University Literature Courses Available Online

Anyone interested in pursuing a degree in a literary or creative writing field will be required to take classes in literature. These include English and writing majors, as such fields require knowledge of literary techniques and critical analysis. Depending on the school and degree requirements, undergraduate literature, English, and writing majors will spend as many as four to five years studying prose and poetry. They will take classes in world literature, literary analysis, rhetoric, major authors, and literary theory. At the graduate level, students will focus more intently over literature topics, and take narrow, specialized courses, like literature and ethnicity, the Victorian novel, modern fiction, and more intensive topics in critical analysis.

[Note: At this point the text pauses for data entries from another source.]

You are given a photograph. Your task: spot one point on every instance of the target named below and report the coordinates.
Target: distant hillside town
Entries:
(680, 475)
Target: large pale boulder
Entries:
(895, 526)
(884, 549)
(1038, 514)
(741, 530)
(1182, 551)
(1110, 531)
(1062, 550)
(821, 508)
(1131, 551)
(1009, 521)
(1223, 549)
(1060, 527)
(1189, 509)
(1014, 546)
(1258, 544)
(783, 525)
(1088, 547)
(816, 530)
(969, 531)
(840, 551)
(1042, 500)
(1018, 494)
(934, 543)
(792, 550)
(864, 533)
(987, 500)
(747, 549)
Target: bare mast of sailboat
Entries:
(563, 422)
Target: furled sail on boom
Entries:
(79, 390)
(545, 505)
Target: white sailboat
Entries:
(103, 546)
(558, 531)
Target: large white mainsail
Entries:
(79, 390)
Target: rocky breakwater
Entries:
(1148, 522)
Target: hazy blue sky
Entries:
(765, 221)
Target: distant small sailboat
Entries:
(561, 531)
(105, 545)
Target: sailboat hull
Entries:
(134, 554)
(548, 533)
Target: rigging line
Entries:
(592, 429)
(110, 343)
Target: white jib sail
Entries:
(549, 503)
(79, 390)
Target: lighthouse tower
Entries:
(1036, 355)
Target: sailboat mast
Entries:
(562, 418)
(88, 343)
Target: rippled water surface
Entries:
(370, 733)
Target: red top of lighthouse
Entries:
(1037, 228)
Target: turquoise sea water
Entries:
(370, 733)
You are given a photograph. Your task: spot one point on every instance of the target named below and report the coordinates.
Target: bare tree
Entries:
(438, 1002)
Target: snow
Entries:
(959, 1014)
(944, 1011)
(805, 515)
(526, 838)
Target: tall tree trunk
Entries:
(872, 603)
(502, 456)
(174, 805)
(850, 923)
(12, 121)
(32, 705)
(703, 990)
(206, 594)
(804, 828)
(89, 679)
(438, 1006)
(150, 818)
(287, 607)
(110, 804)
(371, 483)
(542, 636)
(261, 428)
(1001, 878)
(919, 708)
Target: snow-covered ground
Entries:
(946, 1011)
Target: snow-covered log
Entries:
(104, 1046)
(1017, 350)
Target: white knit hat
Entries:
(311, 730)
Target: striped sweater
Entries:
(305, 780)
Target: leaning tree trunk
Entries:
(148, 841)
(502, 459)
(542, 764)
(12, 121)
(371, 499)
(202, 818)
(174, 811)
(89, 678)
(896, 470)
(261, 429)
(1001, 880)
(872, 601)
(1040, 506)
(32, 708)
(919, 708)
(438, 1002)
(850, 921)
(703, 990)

But while literature is a specialized degree field, most undergraduate degree paths require students to take at least one literature course. This is because there are many benefits that non-majors can derive from literature courses. These classes teach students to read carefully, write effective essays, and approach texts as critical thinkers. Online college courses literature provides these skills to distance learners, no matter where they are located. But no matter which medium students choose, it is recommended that they make sure the school is accredited prior to enrolling. The U.S. Department of Education’s database provides information on accredited universities, which is important because accreditation is one way to determine whether or not the literature classes you take can be used for credit. Most schools and employers will only accept courses that are from accredited institutions. However, you must also check the transfer requirements of your school of choice to make sure that any courses you take can be accepted if you plan on taking a literature class to fulfill degree requirements.

Literature and Your Career

Online courses in literature can benefit many careers. The most obvious is a career as a professor of literature, a position which requires at least a master’s degree in the field. However, an education in literature does not stop there. Many office and legal assistants can use the writing experience derived from literature classes in their work environments, as these types of careers demand workers to craft memos, reports, and emails. Overall, knowing how to write well can enable you to communicate better in the workplace.

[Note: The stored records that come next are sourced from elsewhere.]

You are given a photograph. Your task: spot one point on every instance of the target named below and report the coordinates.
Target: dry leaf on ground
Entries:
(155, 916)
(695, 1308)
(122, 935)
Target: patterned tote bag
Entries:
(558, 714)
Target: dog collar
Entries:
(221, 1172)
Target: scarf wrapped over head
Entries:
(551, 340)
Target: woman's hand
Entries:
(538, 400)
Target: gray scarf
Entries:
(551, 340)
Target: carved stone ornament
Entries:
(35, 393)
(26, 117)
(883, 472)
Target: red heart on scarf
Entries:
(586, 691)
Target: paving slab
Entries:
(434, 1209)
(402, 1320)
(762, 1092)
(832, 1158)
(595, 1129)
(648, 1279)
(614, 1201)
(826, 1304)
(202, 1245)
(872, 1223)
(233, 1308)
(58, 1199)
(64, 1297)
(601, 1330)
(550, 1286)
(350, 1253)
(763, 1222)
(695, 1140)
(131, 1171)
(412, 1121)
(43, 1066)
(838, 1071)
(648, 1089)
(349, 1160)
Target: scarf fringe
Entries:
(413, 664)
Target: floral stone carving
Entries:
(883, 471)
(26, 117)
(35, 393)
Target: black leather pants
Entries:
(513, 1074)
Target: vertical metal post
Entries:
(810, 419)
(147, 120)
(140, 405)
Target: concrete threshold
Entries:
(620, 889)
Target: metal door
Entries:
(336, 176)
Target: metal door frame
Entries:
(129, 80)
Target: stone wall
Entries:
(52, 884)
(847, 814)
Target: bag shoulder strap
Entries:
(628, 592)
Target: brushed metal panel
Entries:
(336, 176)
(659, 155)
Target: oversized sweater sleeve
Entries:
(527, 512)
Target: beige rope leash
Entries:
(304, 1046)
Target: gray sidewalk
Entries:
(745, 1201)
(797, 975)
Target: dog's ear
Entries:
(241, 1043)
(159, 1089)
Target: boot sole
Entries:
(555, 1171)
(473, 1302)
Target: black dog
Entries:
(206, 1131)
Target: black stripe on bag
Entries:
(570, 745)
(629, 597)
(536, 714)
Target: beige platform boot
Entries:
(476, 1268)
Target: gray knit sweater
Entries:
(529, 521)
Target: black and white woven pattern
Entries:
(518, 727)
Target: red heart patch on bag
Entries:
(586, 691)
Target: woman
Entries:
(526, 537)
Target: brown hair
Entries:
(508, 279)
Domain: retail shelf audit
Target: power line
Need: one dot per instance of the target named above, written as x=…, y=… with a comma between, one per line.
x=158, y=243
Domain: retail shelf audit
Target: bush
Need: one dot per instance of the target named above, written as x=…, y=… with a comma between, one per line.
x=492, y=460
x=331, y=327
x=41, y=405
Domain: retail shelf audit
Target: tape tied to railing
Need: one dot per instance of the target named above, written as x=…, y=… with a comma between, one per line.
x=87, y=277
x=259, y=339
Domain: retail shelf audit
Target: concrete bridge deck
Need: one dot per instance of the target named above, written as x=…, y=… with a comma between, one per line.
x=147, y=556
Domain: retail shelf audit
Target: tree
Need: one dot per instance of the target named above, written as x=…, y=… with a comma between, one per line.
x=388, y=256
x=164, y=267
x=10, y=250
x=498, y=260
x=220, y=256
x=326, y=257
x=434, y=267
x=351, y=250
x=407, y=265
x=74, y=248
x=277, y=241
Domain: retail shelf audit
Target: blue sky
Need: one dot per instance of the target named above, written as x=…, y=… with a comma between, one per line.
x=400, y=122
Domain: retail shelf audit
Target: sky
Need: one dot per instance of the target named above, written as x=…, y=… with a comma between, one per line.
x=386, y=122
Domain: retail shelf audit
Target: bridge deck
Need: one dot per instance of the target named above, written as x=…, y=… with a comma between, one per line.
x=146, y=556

The problem-solving and critical analysis skills gained from taking a literature class can be utilized almost universally across careers as well. In addition, a degree in literature can open up the librarian field and provide an excellent foundation for graduate studies in that area. Literature classes can also prepare middle school and high school teachers to teach English, language arts, and creative writing classes. In general, literature classes can benefit both people who hope to have a career based in a literary field, and people that just want to broaden their skill sets.